03.02.2012

A Strasbourg, un semestre pour remettre en selle les étudiants décrocheurs

"Perdus", "noyés": les mêmes mots reviennent dans la bouche d'Anthony, Isabelle ou Pakisé, des étudiants qui ont perdu pied. Pour reprendre confiance en eux et se réorien­ter, ils pos­tulent à un semestre de coa­ching sur mesure à l'Université de Strasbourg (UdS).

Après sélec­tion, une tren­taine de "décro­cheurs" vont pro­fi­ter à par­tir du 9 février de cet accom­pa­gne­ment per­son­na­lisé, une démarche inno­vante pro­po­sée à Strasbourg dans le champ des sciences humaines.
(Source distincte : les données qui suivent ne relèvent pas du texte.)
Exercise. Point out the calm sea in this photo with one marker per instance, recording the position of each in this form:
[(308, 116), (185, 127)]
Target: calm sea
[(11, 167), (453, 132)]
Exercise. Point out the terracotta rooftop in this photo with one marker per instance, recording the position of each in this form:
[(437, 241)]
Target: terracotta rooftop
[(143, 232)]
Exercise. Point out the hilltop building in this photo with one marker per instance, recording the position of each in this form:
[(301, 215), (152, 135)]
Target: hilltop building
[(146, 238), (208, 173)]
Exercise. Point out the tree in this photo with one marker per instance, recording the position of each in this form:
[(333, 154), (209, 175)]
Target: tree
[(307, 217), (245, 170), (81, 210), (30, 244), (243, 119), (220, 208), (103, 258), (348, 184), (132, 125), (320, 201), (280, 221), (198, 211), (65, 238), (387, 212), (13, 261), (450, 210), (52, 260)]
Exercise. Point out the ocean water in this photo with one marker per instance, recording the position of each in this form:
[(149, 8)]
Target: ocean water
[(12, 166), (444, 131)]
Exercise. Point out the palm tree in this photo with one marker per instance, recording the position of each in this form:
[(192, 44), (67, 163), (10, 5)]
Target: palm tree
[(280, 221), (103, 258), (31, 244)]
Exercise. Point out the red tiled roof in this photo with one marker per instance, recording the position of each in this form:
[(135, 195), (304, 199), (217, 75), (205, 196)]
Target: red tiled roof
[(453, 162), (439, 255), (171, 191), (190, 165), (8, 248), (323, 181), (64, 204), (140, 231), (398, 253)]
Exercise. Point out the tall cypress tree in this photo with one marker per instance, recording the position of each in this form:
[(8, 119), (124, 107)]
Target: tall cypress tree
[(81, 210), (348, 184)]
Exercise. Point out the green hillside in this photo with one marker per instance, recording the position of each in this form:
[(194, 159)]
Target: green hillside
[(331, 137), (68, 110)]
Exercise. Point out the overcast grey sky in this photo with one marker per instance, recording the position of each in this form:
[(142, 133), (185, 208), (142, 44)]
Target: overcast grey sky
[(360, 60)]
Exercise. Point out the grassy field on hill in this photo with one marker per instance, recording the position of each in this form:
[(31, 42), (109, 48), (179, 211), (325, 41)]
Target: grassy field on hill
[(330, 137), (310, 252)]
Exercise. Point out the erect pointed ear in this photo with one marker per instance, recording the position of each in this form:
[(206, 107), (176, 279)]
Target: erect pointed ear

A la clé, un diplôme uni­ver­si­taire bap­tisé "Tremplin Réussite".

Pour prou­ver leur moti­va­tion, les can­di­dats défilent devant un jury. "J'ai besoin de retrou­ver un rythme de vie nor­mal et sur­tout une voie qui me plaise", raconte Anthony, 19 ans, qui a déserté depuis octobre les bancs de la faculté et ses cours d'Eco-Gestion.

Après un bac S obtenu avec "un peu de mal", il avait choisi cette filière "par défaut", et a rapi­de­ment décroché.

Isabelle, 19 ans, "vou­lait être avo­cate depuis toute petite". Après son bac réussi dans la dou­leur, elle avait donc fait un vrai choix pour la faculté de droit. "Mais c'était trop dif­fi­cile", dit-elle.

"Au lycée, j'ai tou­jours eu des profs qui m'ont sou­te­nue, explique-t-elle. Je vois qu'ici vous pro­po­sez un coach, c'est ce qu'il me faut".

En faculté de lettres, "j'ai coulé dès le début", dit Pakisé, 19 ans, qui n'a "aucune tech­nique pour travailler".

Pourquoi a-t-elle choisi les lettres après un bac pro dans le com­merce? "J'ai voulu faire un BTS en alter­nance, mais je n'ai pas trouvé de patron, dit-elle. Ce qui est sûr, c'est que je veux faire des études, mais je suis com­plè­te­ment per­due, je ne sais plus quoi faire".

"On des­cend du manège"

"A par­tir du lycée, ils sont pris dans un tour­billon et passent bru­ta­le­ment de l'enfance à l'âge adulte, avec des choix à assu­mer", explique Anne-Laurence Liechty, coor­don­na­trice de for­ma­tion en Sciences de l'éducation et membre du jury.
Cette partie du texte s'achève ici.